# Intercept theorem

Up until now I’ve been using enlargements as a shortcut for similar triangles, but it was still kind of wordy having to state the centre and scale factor to justify why two lines might be parallel. I just found out that this is known as the intercept theorem (and its converse) – now I can just refer to this theorem every time! My life just got so much better.

ABC is a triangle with AB = 2BC. M is the midpoint of AB and P is on the segment AC such that AC = 3AP. Then PMC = 90.

Proof 1
Choose D on AB produced beyond B such that MB = BD.

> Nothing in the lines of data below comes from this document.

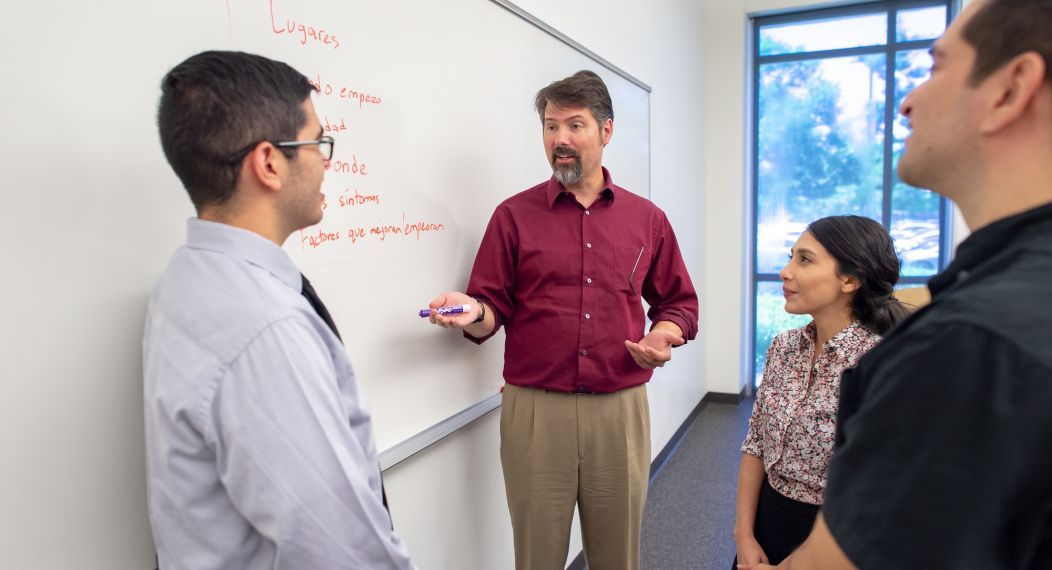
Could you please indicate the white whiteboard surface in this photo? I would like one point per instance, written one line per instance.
(92, 212)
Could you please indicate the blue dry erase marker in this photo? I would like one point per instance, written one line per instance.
(451, 309)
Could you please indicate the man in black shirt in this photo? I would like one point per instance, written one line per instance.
(944, 454)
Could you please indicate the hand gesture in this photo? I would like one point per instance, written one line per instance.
(750, 553)
(458, 320)
(654, 349)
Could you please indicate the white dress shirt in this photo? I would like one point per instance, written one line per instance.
(260, 450)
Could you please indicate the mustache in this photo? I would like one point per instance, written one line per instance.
(564, 151)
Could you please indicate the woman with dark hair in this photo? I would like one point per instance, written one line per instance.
(841, 271)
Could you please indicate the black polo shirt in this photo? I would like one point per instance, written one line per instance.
(944, 455)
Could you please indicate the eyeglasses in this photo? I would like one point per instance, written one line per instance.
(325, 146)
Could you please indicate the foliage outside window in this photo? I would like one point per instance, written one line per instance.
(822, 143)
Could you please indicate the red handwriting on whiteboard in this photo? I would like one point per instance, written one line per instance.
(339, 92)
(344, 167)
(334, 126)
(302, 33)
(317, 238)
(357, 199)
(416, 228)
(383, 232)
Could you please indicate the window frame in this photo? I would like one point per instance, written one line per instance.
(890, 48)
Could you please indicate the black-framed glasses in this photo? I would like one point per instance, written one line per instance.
(325, 146)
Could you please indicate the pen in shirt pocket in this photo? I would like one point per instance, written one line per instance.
(631, 285)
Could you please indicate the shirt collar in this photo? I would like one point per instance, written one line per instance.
(810, 332)
(987, 242)
(246, 245)
(555, 188)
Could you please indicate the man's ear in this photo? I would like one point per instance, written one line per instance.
(266, 165)
(1012, 90)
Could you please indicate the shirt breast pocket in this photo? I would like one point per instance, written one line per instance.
(630, 265)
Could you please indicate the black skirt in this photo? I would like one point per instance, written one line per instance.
(782, 524)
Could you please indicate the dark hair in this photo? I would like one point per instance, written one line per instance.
(217, 103)
(582, 89)
(1002, 29)
(864, 250)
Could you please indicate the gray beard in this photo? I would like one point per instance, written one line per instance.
(568, 176)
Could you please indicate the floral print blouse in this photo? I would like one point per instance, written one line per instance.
(794, 418)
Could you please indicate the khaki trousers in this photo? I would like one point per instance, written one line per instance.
(564, 449)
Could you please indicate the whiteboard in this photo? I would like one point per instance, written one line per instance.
(430, 104)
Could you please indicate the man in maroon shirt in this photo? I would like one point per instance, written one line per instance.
(563, 267)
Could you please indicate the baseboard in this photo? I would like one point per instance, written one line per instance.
(726, 398)
(672, 445)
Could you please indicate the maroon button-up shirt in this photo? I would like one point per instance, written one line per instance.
(566, 283)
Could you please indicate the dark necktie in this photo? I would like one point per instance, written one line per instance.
(316, 302)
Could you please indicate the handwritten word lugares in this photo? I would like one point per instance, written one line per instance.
(343, 92)
(303, 33)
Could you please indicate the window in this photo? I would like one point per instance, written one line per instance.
(822, 145)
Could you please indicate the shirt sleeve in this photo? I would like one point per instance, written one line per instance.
(667, 286)
(945, 463)
(492, 278)
(291, 461)
(753, 439)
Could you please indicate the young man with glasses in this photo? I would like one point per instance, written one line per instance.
(259, 446)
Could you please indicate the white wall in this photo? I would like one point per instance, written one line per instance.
(74, 486)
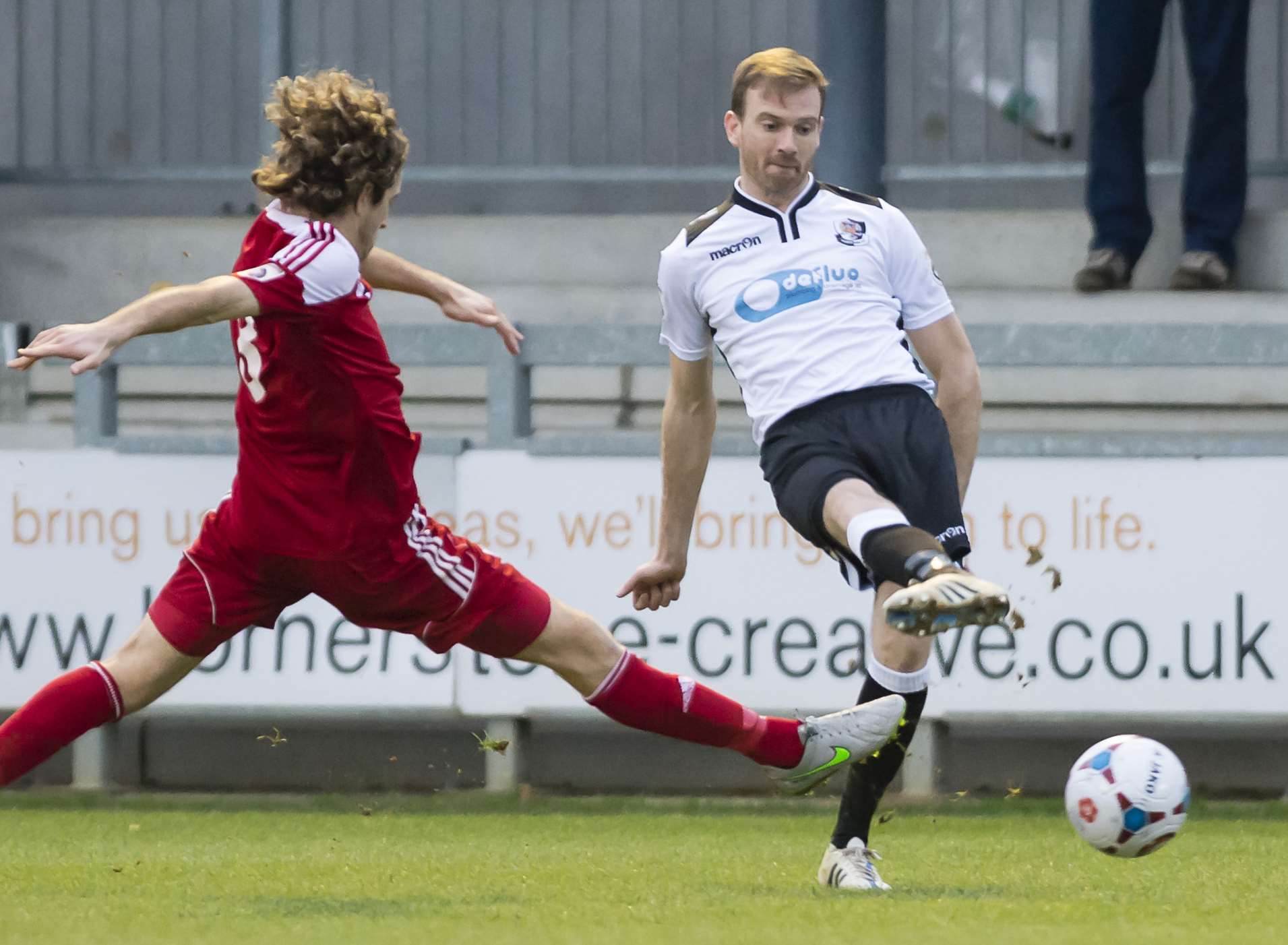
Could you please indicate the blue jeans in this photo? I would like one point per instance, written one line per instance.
(1125, 36)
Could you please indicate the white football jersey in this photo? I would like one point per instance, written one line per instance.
(803, 304)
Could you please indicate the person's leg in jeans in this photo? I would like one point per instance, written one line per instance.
(1125, 39)
(1216, 157)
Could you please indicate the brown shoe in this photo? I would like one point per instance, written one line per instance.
(1202, 271)
(1105, 270)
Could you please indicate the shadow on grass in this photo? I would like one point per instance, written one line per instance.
(465, 802)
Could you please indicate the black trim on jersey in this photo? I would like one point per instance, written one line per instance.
(852, 195)
(791, 214)
(696, 228)
(747, 204)
(906, 346)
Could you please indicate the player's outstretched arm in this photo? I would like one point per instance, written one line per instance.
(182, 307)
(688, 427)
(384, 270)
(946, 352)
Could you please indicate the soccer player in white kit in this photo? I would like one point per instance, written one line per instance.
(811, 294)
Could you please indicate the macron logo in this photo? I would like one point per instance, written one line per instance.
(746, 243)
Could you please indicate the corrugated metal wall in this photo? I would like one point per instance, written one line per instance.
(178, 84)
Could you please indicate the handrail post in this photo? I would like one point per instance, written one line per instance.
(509, 400)
(96, 406)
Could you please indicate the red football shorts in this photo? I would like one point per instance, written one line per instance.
(427, 582)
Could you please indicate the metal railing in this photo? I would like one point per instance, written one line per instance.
(510, 402)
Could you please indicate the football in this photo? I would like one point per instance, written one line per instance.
(1128, 796)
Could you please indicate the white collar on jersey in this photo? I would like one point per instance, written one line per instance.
(785, 220)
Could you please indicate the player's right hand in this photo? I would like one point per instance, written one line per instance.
(653, 585)
(86, 345)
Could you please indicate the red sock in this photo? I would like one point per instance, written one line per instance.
(638, 696)
(56, 716)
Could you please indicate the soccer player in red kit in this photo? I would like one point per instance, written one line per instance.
(325, 502)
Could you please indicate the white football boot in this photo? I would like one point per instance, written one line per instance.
(838, 739)
(851, 868)
(944, 598)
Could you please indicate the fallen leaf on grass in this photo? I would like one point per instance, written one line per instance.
(274, 739)
(491, 744)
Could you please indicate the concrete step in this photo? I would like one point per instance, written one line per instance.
(1042, 249)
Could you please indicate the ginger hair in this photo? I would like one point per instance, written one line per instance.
(339, 135)
(783, 70)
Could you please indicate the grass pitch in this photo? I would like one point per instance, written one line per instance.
(479, 870)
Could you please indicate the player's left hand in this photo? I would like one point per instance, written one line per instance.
(464, 304)
(86, 345)
(653, 585)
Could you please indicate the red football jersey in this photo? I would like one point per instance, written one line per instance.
(325, 456)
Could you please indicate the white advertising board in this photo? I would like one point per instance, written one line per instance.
(1167, 599)
(89, 536)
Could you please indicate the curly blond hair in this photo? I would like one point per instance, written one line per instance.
(339, 135)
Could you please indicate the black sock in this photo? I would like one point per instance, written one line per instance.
(868, 779)
(898, 553)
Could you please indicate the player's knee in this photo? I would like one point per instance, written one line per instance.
(146, 667)
(576, 646)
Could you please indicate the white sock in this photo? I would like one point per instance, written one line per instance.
(868, 522)
(902, 683)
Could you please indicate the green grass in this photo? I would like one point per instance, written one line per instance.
(481, 870)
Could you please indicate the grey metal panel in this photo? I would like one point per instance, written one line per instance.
(110, 100)
(374, 28)
(482, 92)
(626, 80)
(408, 83)
(1262, 61)
(338, 47)
(11, 142)
(217, 106)
(73, 59)
(930, 100)
(445, 92)
(900, 83)
(589, 83)
(701, 89)
(182, 83)
(250, 88)
(663, 98)
(518, 111)
(804, 26)
(554, 82)
(1074, 71)
(769, 21)
(38, 80)
(146, 88)
(305, 38)
(1167, 104)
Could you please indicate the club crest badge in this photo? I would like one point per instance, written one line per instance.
(851, 232)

Then as BM = BC = BD, B is the circumcentre of triangle MCD. Since B lies on MD, MD is a diameter of MCD’s circumcircle so ∠MCD = 90.
But CD is parallel to PM by the converse of the intercept theorem as AC = 3AP and AD = 3AM.
Hence ∠PMC = 90 by alternate angles.

Proof 2
Choose D on BC produced beyond C such that BC = CD. Let Q be the midpoint of PC, so AP = PQ = QC.

Then by the converse of the intercept theorem, BQ is parallel to MP and MC is parallel to AD.
But now consider triangle ABD. AC is a median and Q is the point on the median such that AQ = 2QC. Thus Q is the centroid of triangle ABD.
Also, BD = 2BC = AB so triangle ABD is isosceles. Thus the median from B is perpendicular to AD, so BQ is perpendicular to AD.
Using our parallelisms, this implies MP and MC are perpendicular as well.